I am learning Scala, and am trying to filter a select few columns from a large nested json file to make into a DataFrame. This is the gist of the json:
{
“meta”:
{“a”: 1, b: 2”} // I want to ignore meta
“objects”:
[
{
“caucus”: “Progressive”,
“person” :
{
“name”: “Mary”,
“party”: “Green Party”,
“age”: 50,
“gender”: “female” // etc..
}
}, // etc.
]
}
Hence the data looks like this as is, read in with spark.
val df = spark.read.json("file")
df.show()
-------------------- --------------------
| meta| objects|
-------------------- --------------------
|[limit -> 100.0, ...|[[, [116.0, 117.0...|
-------------------- --------------------
Instead of this, I want a DataFrame with the columns: Name | Party | Caucus.
I've messed around with explode() and have reproduced the schema as a StructType(), but am not sure how to deal with a nested structure like this in general.
CodePudding user response:
There's no generic way to handle it because of course it depends on the shape of your data.
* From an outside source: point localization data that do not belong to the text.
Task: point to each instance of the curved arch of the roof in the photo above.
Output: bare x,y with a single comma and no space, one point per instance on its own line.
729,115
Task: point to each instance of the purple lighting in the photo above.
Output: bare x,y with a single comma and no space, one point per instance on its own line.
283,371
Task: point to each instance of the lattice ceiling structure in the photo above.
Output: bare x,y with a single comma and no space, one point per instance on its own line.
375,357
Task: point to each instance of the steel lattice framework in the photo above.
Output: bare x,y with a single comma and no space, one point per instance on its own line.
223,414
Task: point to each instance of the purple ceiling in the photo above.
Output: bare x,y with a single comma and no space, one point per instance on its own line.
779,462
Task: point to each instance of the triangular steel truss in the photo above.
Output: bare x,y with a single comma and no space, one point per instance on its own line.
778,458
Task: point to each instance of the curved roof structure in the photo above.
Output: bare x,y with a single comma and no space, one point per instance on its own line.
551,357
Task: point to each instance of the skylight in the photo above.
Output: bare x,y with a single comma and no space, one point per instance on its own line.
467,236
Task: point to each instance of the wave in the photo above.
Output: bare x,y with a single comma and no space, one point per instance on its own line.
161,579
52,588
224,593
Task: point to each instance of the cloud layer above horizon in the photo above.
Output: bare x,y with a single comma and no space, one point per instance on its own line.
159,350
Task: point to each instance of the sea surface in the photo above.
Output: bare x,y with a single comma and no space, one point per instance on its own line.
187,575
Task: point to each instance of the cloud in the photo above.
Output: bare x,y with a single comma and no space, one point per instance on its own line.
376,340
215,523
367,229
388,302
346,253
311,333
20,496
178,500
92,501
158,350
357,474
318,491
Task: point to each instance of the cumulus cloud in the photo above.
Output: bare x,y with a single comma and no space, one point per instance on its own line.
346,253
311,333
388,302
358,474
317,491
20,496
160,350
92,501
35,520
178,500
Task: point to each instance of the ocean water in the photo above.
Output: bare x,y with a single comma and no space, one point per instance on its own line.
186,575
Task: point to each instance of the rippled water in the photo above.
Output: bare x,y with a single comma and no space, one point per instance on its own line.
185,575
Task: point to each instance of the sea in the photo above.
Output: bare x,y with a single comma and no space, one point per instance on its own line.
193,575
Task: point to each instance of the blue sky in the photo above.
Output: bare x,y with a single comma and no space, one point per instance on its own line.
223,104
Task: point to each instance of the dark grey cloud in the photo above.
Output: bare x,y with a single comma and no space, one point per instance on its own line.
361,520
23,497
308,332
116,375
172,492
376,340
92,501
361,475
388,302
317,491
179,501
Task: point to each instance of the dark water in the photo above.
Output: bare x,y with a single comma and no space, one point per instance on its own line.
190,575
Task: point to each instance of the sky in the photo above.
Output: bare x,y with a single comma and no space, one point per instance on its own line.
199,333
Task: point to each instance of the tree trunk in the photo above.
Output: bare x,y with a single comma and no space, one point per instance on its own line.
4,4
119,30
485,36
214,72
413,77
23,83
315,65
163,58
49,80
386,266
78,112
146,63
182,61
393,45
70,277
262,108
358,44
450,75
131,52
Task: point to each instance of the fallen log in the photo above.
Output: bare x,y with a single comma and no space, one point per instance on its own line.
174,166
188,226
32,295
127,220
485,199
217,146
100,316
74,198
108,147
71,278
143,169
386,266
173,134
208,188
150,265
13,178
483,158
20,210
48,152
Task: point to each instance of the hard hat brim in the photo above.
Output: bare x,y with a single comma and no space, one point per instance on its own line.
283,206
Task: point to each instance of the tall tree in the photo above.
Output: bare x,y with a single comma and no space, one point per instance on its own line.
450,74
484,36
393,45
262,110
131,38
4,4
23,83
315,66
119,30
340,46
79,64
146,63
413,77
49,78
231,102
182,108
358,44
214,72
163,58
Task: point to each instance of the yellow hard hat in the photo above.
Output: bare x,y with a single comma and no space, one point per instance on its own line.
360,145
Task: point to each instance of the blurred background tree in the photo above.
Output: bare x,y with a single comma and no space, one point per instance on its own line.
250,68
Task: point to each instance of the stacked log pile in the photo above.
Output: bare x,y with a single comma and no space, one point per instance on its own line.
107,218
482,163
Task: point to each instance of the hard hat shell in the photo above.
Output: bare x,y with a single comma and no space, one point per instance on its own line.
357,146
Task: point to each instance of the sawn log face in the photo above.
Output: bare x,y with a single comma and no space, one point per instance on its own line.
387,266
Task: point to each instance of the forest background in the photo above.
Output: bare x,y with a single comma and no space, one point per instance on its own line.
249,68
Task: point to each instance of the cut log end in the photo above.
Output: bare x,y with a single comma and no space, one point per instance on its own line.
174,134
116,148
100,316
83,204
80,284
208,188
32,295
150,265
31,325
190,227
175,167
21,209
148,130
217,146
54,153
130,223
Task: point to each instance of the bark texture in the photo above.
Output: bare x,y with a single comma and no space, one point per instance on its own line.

In your case, you want to explode an array, which will create a column called col
, that will contain structs.
You can then access the fields within the struct using the dot notation, so to extract the fields you asked for you can do this:
df.select(explode_outer($"objects")).
select(
$"col.caucus",
$"col.person.name",
$"col.person.party").show
----------- ---- -----------
| caucus|name| party|
----------- ---- -----------
|Progressive|Mary|Green Party|
----------- ---- -----------
CodePudding user response:
You can use ".*" on a column of type struct to tranform it it into multiple fields columns:
val df = spark.read.json("file.json")
df.select(col("meta"), explode(col("objects")).as("objects"))
.select("meta.*", "objects.*")
.select("a", "b", "caucus", "person.*")
.show(false)
--- --- ----------- --- ------ ---- -----------
|a |b |caucus |age|gender|name|party |
--- --- ----------- --- ------ ---- -----------
|1 |2 |Progressive|50 |female|Mary|Green Party|
--- --- ----------- --- ------ ---- -----------